I mentioned to my parents the other day that I’ve grown tired of the books that journalists write (especially Pulitzer Prize winning journalists).

A writing style grows very differently in a newspaper. It’s intended to hook and impress and (at best) elicit emotion. In books I find that annoying. Who cares about the people, what car he drives… Who cares about the “human interest”. Tell me what the idea is, and why I should care.

I also told my parents that that might be the result in part of having a very slow computer for the past few years, so that I was frustrated at inconsequential news because it wasted my time with stupidity & with slow load times. Or it could be my personality. I’ve often thought that I am a conservative person, in things besides my politics.

But maybe it’s just the sign of the times. People today are inundated with so much information that it seems inevitable that we will somehow find ways to slim down our intake to make it easier to digest.

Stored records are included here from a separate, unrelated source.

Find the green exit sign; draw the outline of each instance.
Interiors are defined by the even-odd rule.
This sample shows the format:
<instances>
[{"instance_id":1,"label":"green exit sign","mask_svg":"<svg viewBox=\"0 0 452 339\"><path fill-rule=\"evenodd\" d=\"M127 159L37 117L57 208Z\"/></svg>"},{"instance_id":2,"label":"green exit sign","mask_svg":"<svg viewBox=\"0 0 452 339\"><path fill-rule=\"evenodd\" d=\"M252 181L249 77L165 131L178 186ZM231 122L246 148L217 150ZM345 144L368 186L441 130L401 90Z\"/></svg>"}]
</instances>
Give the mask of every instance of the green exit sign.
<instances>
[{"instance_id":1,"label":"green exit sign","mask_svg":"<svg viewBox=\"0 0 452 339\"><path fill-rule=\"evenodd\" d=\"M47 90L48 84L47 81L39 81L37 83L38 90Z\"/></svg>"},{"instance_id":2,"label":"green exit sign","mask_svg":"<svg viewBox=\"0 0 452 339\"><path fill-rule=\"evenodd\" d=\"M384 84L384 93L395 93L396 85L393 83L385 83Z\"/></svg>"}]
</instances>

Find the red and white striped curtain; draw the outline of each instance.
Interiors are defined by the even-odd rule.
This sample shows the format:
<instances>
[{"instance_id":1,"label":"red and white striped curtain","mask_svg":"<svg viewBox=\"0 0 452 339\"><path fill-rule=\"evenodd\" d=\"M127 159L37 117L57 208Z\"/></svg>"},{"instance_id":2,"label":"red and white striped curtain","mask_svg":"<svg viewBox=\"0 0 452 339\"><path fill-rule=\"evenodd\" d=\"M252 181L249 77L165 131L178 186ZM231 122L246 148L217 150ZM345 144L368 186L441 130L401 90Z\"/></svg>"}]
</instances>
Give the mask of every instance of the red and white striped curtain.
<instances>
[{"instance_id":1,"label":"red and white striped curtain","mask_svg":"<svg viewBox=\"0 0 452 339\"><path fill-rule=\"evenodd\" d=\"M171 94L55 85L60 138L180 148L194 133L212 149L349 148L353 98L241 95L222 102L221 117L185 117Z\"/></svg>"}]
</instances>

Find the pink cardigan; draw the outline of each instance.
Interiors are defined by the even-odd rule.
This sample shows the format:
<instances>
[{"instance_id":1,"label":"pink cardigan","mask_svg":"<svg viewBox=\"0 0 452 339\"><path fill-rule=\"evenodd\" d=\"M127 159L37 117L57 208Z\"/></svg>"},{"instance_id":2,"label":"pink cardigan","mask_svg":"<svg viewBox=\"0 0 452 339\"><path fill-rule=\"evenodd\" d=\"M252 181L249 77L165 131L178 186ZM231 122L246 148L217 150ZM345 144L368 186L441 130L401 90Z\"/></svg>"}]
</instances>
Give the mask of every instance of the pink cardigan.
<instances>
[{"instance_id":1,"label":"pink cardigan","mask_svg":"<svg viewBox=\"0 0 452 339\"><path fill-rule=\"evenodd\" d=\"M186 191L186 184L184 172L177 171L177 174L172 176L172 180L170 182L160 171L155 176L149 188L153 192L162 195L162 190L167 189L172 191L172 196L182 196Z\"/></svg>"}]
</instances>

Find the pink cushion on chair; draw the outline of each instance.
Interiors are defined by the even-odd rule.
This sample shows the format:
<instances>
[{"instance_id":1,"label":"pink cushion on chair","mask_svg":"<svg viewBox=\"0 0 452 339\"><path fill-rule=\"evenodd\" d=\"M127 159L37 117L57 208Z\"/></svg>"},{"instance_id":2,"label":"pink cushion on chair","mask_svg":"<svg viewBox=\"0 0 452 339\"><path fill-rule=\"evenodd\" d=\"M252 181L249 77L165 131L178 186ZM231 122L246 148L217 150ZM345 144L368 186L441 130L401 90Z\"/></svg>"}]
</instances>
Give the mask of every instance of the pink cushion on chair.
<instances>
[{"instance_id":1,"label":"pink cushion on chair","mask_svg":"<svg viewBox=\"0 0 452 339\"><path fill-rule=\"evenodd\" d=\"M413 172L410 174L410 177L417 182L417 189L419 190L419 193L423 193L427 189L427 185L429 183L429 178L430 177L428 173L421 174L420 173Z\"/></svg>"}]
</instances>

What if we took all our educational materials, and taught the issues instead of the history? I think that’s because we need history to make us remember that there’s been right and wrong answers before. Entire societies based on other ways of belief.

I don’t at all feel sorry that Gaming the Vote had all this extraneous information, because I feel like it contributed to my universal framework of information.

In case you got to this point, I’m leaving this message: no, there is no conclusion to this. I am on the phone and need to get up early tomorrow. Dinner must be made.